Despite fears that a cull might be looming, Apple will now allow games and applications created and exported with tools such as Unity and Adobe AIR. As long as the resultant Apps do not download any further code, they should in theory make it past the approval process.
While this means that developers may now use Adobe applications to export to iPhone from Flash, direct use of Flash itself on iPhone remains disallowed.
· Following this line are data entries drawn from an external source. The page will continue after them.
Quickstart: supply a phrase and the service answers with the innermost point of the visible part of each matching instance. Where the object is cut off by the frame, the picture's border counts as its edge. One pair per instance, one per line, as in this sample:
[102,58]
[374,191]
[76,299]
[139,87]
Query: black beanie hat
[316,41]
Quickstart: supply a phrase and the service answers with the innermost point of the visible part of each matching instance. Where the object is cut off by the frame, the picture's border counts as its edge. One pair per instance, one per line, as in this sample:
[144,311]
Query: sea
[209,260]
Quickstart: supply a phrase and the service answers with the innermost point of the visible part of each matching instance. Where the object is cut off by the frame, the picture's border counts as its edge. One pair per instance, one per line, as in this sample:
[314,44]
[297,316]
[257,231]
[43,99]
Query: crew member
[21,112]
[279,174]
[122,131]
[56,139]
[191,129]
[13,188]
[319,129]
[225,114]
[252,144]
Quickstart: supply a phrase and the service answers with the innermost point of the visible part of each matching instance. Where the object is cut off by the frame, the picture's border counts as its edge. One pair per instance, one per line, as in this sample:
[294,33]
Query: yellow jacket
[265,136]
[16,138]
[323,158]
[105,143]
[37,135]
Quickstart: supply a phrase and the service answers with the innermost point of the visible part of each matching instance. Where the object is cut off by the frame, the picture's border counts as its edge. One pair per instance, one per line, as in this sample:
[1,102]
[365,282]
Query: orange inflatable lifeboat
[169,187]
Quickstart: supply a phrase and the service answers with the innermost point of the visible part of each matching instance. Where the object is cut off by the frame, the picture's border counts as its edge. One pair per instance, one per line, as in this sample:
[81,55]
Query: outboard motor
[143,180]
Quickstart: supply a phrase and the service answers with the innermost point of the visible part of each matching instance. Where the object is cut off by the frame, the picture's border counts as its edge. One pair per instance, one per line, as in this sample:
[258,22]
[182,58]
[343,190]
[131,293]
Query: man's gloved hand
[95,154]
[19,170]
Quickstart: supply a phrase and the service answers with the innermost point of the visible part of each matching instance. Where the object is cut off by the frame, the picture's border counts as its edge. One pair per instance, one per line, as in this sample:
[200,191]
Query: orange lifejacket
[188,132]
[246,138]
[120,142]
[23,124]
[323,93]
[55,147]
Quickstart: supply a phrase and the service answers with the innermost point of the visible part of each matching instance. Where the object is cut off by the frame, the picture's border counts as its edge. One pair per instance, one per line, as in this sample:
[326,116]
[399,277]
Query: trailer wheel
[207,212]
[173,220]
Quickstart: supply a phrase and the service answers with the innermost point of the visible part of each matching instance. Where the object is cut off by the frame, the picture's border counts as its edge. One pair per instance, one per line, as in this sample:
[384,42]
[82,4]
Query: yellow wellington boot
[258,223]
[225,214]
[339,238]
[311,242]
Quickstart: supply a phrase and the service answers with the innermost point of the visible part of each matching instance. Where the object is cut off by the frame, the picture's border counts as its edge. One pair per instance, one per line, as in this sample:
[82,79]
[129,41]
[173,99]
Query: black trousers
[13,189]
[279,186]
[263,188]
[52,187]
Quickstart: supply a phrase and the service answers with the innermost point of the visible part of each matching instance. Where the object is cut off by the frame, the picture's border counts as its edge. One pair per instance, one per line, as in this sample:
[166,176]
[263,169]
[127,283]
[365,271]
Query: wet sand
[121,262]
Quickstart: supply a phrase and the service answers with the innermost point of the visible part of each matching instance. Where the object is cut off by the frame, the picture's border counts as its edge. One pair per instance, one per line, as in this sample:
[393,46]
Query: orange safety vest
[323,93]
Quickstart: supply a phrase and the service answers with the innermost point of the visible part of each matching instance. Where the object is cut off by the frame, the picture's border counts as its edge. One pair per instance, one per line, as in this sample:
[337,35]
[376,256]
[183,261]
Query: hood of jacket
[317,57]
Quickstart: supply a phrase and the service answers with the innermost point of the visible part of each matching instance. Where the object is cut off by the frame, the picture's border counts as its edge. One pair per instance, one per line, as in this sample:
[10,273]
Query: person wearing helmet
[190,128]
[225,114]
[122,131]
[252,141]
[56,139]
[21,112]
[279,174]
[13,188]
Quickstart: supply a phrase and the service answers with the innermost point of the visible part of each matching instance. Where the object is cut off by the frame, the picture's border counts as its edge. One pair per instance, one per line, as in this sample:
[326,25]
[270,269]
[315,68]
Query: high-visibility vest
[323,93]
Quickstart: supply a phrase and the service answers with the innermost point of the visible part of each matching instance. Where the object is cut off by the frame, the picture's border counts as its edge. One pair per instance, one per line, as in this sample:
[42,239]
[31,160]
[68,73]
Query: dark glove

It is nonetheless a significant step forward from Apple's previous, and very public, antipathy towards the format.
In similarly unexpected move from the iPhone creator, Apple has attempted to clearly spell out its thinking on the App Store approval process as a list of updated and tightened developer guidelines (available in full as a PDF here).
"Excessively objectionable or crude content" is out, as is any attempt to harvest information about users from their new Game Center IDs.
Apps must also be politically sensitive. "Enemies within the context of a game cannot solely target a specific race, culture, a real government or corporation, or any other real entity," reads the document.
Despite yesterday's release of GTA: China Town Wars HD, the depiction of realistic weapons in a context that encourages crime will also cause scowls amongst Apple's approval staff.
Perhaps most interestingly, the document suggests a clampdown on throwaway and duplicate titles. "We have over 250,000 apps in the App Store. We don't need any more Fart apps. If your app doesn't do something useful or provide some form of lasting entertainment, it may not be accepted."
The guide also discourages the use of the App Store as a training ground for new developers, which may limit the potential for breakout and viral hits.
"If your App looks like it was cobbled together in a few days, or you're trying to get your first practice App into the store to impress your friends, please brace yourself for rejection. We have lots of serious developers who don't want their quality Apps to be surrounded by amateur hour."
Apps labelled beta, demo and trial will be rejected, as will those with evident crash bugs or that do not offer the functionality suggested by the title.
Apple does offer a right of appeal for Apps that are deemed to contravene these tightened rules.